In Singapore, Cubewerkz Cubing Academy, a home-grown dedicated cube store founded in 2012, said there was an increase in demand for cubing lessons after the pandemic. Mr Wong is one of nine part-time cubing trainers in the academy.

To promote speed-cubing, the company conducted lessons in tuition centres in 2016.

Due to greater demand, it began offering cubing lessons on a private tutoring basis in 2018. In the same year, it also expanded beyond its training centre in Katong Plaza to run lessons in bigger groups of 10 to 40 people in primary schools, student care centres and voluntary welfare organisations.

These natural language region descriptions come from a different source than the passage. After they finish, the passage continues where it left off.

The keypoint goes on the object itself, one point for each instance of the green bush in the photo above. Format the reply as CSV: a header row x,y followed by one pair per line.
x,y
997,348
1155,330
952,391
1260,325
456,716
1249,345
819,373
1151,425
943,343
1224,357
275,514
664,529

Cubewerkz Cubing Academy declined to reveal how much its fees are.

Since 2020, it has conducted over 2,000 training sessions for more than 800 students. These enthusiasts are mainly students aged five to 14, but include seniors in their 60s. Most of its students are male.

Cubewerkz Cubing Academy trainers Carmen Teo (left) and Wong Chong Wen (right) with student Luis Tan. ST PHOTO: GAVIN FOO

Mr David Ang, 53, founder of Cubewerkz Cubing Academy, said: “Cubing is quite a cool activity for children, especially if they can solve it fast or under special conditions like being blindfolded. It is about overcoming challenges and reaching your potential.”

The increase in interest is evident in the growing number of hopefuls joining cubing competitions. 

According to the World Cube Association (WCA), the international governing body of the Rubik’s Cube which regulates competitions for the puzzle, there were 18 competitions based in Singapore from 2009 to 2019.

The same number of competitions was held from June 2022 to July 2023.

Mr Wong, a veteran of the scene, said competitions in the past would not reach their limit of 200 participants. Now, they hit full capacity within 20 minutes of registrations opening.

Although the puzzle has been around for more than 40 years, local cubing organisations like Mofunland are coming up with new modes of engagement to pique public interest. 

On top of offering hour-long group lessons for $60, it has organised cube-themed birthday parties and even cruises.

Ms Vivian Xie, chief executive of Mofunland, said: “As June and December tend to be quieter periods due to families going on vacation, we compensate by hosting engaging events, such as the inaugural 2023 Mofunland Cruise.”

In June, about 320 guests, who signed up via Mofunland, packed their cubes and went on board the Genting Dream cruise ship to Phuket for four days. While on the cruise, they took part in workshops to learn cubing techniques and flaunted their sharpened skills in a WCA-recognised competition.

Mofunland declined to divulge how many lessons it has conducted and the number of students it has taught since it started in March 2022. Business appears to be booming, as it is planning a third outlet, following its first in Marina Square in September 2022 and its second in West Coast Plaza this April.

Another factor contributing to the expanding sphere of cubing is the development of flashy new cubes and merchandise.

Modern cubes like Moyu’s Super RS3M V2 Ball Core, released earlier in 2023, and the Gan Maglev 13, released in 2022, apply magnets along the core edges and corners of the cube to produce smoother turns.

Merchandise like branded bags from popular cubing brands such as Moyu and Qiyi Mofangge also attract youth to give the puzzle a go.

While there has been an influx of rookies and increased competition, top cuber Wong remains unfazed. He said: “I enjoy a challenge, so if they want to come, then come. There’s nothing you can do to stop newcomers, you just have to defend your title.”